The Geek Icon
Misanthropic comix, nerds, and splendor.
I Consider Myself a Nerd
So last night we finally got around to watching American Splendor. It was a good flick. I didn't realise anyone was physically capable of scowling that much.
But the unanimous house favourite was Toby. Toby is what I'm all about. I totally get Toby. His philosophy is the one that created my concept of the "Geek Icon."
Between watching that movie and reading this blog I just stumbled on, Everyday Matters, I have been thinking a lot about merging images with art. I'm not really big on the comics scene, I know who R. Crumb is but I've never read his stuff.
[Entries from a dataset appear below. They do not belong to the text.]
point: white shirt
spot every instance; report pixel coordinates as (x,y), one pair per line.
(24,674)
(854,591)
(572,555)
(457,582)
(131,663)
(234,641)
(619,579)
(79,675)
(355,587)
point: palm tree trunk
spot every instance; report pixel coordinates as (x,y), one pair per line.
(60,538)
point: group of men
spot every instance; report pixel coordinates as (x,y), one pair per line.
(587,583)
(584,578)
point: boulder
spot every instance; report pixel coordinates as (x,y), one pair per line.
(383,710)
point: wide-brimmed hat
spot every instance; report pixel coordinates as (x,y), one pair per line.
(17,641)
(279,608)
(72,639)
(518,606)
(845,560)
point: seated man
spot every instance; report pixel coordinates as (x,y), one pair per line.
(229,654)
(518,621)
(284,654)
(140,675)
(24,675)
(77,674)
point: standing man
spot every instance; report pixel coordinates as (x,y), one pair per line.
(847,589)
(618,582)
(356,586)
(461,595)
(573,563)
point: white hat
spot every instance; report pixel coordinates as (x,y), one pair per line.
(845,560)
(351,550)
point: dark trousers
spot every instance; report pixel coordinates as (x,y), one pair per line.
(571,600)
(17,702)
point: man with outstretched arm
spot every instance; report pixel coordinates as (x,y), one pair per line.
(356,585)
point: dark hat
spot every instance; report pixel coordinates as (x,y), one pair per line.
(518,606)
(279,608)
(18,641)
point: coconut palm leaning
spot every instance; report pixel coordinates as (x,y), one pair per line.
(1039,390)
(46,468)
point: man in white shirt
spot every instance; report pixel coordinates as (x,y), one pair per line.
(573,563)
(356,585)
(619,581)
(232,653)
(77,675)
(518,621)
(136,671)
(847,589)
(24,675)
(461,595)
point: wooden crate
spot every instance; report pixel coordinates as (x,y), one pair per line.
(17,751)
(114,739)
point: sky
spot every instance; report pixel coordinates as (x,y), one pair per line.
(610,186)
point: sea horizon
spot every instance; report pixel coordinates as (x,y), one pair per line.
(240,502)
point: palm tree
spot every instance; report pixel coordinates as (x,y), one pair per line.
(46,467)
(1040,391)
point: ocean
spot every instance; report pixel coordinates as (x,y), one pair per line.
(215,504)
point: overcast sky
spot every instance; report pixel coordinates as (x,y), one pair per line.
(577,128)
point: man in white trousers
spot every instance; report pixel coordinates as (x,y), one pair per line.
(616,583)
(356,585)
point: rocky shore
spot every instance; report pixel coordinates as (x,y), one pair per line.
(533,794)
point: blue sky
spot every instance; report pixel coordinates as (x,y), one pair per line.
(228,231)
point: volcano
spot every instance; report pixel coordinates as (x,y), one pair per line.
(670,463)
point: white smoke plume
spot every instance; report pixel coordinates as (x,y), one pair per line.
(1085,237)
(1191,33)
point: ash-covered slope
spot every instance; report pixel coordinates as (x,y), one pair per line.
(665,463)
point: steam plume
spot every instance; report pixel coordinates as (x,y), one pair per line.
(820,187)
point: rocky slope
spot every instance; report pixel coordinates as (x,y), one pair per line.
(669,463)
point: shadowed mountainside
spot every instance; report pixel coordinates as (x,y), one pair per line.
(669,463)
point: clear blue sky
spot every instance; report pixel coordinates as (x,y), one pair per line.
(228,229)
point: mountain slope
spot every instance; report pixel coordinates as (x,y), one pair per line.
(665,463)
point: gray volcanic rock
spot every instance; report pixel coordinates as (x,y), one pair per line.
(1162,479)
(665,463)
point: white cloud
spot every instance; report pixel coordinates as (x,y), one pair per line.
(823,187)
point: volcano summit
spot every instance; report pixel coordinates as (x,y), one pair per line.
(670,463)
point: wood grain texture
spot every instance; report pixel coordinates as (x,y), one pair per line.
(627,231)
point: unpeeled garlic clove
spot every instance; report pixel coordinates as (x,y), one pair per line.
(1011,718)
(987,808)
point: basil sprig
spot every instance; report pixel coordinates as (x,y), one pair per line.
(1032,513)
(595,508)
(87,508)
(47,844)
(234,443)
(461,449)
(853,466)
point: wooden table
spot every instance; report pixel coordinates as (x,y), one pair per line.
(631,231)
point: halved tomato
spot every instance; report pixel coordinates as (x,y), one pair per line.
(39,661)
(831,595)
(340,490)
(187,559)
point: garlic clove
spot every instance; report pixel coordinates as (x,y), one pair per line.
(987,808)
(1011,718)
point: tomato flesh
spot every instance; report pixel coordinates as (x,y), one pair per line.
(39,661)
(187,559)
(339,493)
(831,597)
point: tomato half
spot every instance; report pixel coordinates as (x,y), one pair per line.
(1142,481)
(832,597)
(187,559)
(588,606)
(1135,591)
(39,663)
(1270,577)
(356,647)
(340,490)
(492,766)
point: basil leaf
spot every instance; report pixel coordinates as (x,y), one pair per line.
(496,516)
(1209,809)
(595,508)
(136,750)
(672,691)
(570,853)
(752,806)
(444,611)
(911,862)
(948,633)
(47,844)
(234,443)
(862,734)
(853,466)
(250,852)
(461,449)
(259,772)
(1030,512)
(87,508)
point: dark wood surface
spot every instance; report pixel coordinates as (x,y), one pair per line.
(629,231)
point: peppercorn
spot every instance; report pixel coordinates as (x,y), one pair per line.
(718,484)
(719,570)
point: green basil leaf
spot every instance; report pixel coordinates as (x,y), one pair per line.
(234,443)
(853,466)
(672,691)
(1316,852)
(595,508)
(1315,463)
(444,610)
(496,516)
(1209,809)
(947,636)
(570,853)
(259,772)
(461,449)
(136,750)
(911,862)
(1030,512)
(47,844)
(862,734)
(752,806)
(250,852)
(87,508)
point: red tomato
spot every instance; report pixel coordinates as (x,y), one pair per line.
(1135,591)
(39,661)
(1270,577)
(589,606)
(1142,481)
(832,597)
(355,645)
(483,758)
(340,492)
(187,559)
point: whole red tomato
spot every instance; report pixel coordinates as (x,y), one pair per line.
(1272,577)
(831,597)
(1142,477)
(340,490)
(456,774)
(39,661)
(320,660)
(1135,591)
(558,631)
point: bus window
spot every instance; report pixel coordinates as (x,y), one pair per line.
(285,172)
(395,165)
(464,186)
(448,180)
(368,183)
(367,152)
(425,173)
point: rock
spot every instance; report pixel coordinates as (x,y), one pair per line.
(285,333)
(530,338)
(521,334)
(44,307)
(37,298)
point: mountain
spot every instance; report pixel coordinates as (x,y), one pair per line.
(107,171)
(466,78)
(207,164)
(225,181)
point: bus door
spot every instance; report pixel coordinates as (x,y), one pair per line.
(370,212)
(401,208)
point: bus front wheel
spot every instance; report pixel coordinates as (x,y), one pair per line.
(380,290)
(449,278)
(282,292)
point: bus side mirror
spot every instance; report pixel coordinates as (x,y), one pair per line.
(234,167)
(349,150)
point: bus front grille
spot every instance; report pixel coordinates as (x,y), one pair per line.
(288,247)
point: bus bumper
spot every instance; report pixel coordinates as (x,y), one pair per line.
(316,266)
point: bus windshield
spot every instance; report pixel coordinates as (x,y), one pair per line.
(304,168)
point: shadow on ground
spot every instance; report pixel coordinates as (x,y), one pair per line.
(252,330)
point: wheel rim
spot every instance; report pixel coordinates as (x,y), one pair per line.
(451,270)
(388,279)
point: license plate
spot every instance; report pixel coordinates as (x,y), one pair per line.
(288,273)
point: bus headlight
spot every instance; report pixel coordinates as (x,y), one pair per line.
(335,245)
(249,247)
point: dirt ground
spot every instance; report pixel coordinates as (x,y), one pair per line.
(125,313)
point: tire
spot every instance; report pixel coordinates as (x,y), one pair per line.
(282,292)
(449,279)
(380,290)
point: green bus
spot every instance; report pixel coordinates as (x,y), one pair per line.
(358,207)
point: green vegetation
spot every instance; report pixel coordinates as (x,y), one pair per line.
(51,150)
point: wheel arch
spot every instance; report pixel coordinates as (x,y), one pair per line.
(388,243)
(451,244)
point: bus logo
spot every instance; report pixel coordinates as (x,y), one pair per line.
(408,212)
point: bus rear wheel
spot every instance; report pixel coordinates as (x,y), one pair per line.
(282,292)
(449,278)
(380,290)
So even though I'm not a comics geek, I like the idea of comics. I've always liked visual arts and I've always liked telling stories. The concept of putting the two together easily appeals. Last night I finished the book I was reading so this morning, instead of picking a book to read on the train to work, I grabbed my pencil and a little sketchbook. I started doodling things I remembered from Anacapa Island.
I have more time machine stuff to write, too. It seems like a lot of things I write about memories and family relate back to my dad. But I have this quiet deep bond with my mom as well, that for some reason is hard for me to articulate. The funny thing is, without the literacy that my mom encouraged and fed me, I probably wouldn't be able to articulate much at all. She made reading a priority for me and as far back as I can remember, we either read together, or I would find a book that she was going to read to me and just start in on it myself.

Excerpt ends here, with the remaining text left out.